Shannon Entropy

For discrete random variable $X$ with events $\{ x_1, …, x_n \}$ and probability mass function $P(X)$, we defien the Shannon Entropy $H(X)$ as

$$H(X) = E[-log_b \ P(X)] = - \sum_{i = 1}^{i = n} \ P(x_i) log_b \ P(x_i)$$

where $b$ is the base of the logarithm. The unit of Shannon entropy is bit for $b = 2$ while nat for $b = e$

The Perspective of Venn Diagram

We can illustrate the relation between joint entropy, conditional entropy, and mutual entropy as the following figure

where $H(X), \ H(Y)$ are Shannon entropy of RV $X, \ Y$ respectively. $H(X, Y)$ is the joint entopy. $I(X; Y)$ is the mutual entropy. $H(X|Y), \ H(Y|X)$ are conditional entropy that given $Y$ and $X$ respectively.

Joint Entropy

The joint distribution is $P(X,Y)$ for two discrete random variables $X$ and $Y$. Thus the joint entropy is defined as

$$H(X, Y) = E[-log \ P(X, Y)] = - \sum_{i = 1}^{i = n} \sum_{j = 1}^{j = n} \ P(x_i, y_j) log \ P(x_i, y_j)$$

Conditional Entropy

The conditional entropy of $Y$ given $X$ is defined as

$$H(Y | X) = H(X, Y) - H(Y)$$

$$= - \sum_{i = 1}^{i = n} \sum_{j = 1}^{j = n} \ P(x_i, y_j) log \ P(x_i, y_j) - (- \sum_{j = 1}^{j = n} \ P(y_j) log \ P(y_j))$$

$$= \sum_{j = 1}^{j = n} \ (\sum_{i = 1}^{i = n} P(x_i, y_j)) log \ (\sum_{i = 1}^{i = n} P(x_i, y_j)) - \sum_{i = 1}^{i = n} \sum_{j = 1}^{j = n} \ P(x_i, y_j) log \ P(x_i, y_j)$$

$$ = \sum_{i = 1}^{i = n} \sum_{j = 1}^{j = n} \ P(x_i, y_j) (log \ (\sum_{i = 1}^{i = n} P(x_i, y_j)) - log \ P(x_i, y_j)) $$

$$ = \sum_{i = 1}^{i = n} \sum_{j = 1}^{j = n} \ P(x_i, y_j) (- log \ \frac{P(x_i, y_j)}{P(y_j)}) $$

$$ = - \sum_{i = 1}^{i = n} \sum_{j = 1}^{j = n} \ P(x_i, y_j) log \ \frac{P(x_i, y_j)}{P(y_j)} $$

Mutual Information(MI)

In general, MI is the intersection or say the common information for both random variables $X$ and $Y$.

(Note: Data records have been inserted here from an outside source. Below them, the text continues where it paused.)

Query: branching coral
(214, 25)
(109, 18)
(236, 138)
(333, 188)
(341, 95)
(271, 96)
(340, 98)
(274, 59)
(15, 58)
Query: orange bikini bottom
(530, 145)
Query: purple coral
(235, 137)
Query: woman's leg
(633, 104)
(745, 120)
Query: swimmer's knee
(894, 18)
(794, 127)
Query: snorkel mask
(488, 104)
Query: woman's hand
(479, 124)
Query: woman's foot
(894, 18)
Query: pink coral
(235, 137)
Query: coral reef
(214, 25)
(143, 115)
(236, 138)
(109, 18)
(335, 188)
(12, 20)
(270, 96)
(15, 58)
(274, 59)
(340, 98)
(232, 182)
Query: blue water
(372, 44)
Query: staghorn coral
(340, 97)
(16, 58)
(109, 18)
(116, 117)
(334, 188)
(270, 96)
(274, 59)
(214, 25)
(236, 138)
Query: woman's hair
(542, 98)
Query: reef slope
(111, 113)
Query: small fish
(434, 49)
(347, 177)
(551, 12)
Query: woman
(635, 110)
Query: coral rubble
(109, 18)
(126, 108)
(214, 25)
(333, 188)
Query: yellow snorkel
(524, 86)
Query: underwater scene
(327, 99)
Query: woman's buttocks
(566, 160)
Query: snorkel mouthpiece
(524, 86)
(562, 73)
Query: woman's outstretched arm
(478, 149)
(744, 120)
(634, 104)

Let $(X,Y)$ be a pair of random variables with values over the space $X \times Y$. If their joint distribution is $P(X,Y)$ and the marginal distributions are $P_X(X)$ and $P_Y(Y)$, the mutual information is defined as

$$I(X; Y) = H(X) + H(Y) - H(X, Y)$$

$$ = - \sum_{i = 1}^{i = n} \ P_X(x_i) log \ P_X(x_i) - \sum_{j = 1}^{j = n} \ P_Y(y_j) log \ P_Y(y_j) + \sum_{i = 1}^{i = n} \sum_{j = 1}^{j = n} \ P(x_i, y_j) log \ P(x_i, y_j) $$

$$ = - \sum_{i = 1}^{i = n} \ (\sum_{j = 1}^{j = n} P(x_i, y_j)) \ log (\sum_{j = 1}^{j = n} P(x_i, y_j)) - \sum_{j = 1}^{j = n} \ (\sum_{i = 1}^{i = n} P(x_i, y_j)) \ log (\sum_{i = 1}^{i = n} P(x_i, y_j)) $$

$$ +\sum_{i = 1}^{i = n} \sum_{j = 1}^{j = n} \ P(x_i, y_j) log \ P(x_i, y_j) $$

$$ = \sum_{i = 1}^{i = n} \sum_{j = 1}^{j = n} \ P(x_i, y_j) log \ \frac{P(x_i, y_j)}{P_X(X) \ P_Y(Y)} $$

In the view of set, MI can also be defined as

$$I(X; Y) = H(X) + H(Y) - H(X, Y)$$

$$ = H(X) - H(X | Y) = H(Y) - H(Y | X) $$

$$ = H(X, Y) - H(X | Y) - H(Y | X) $$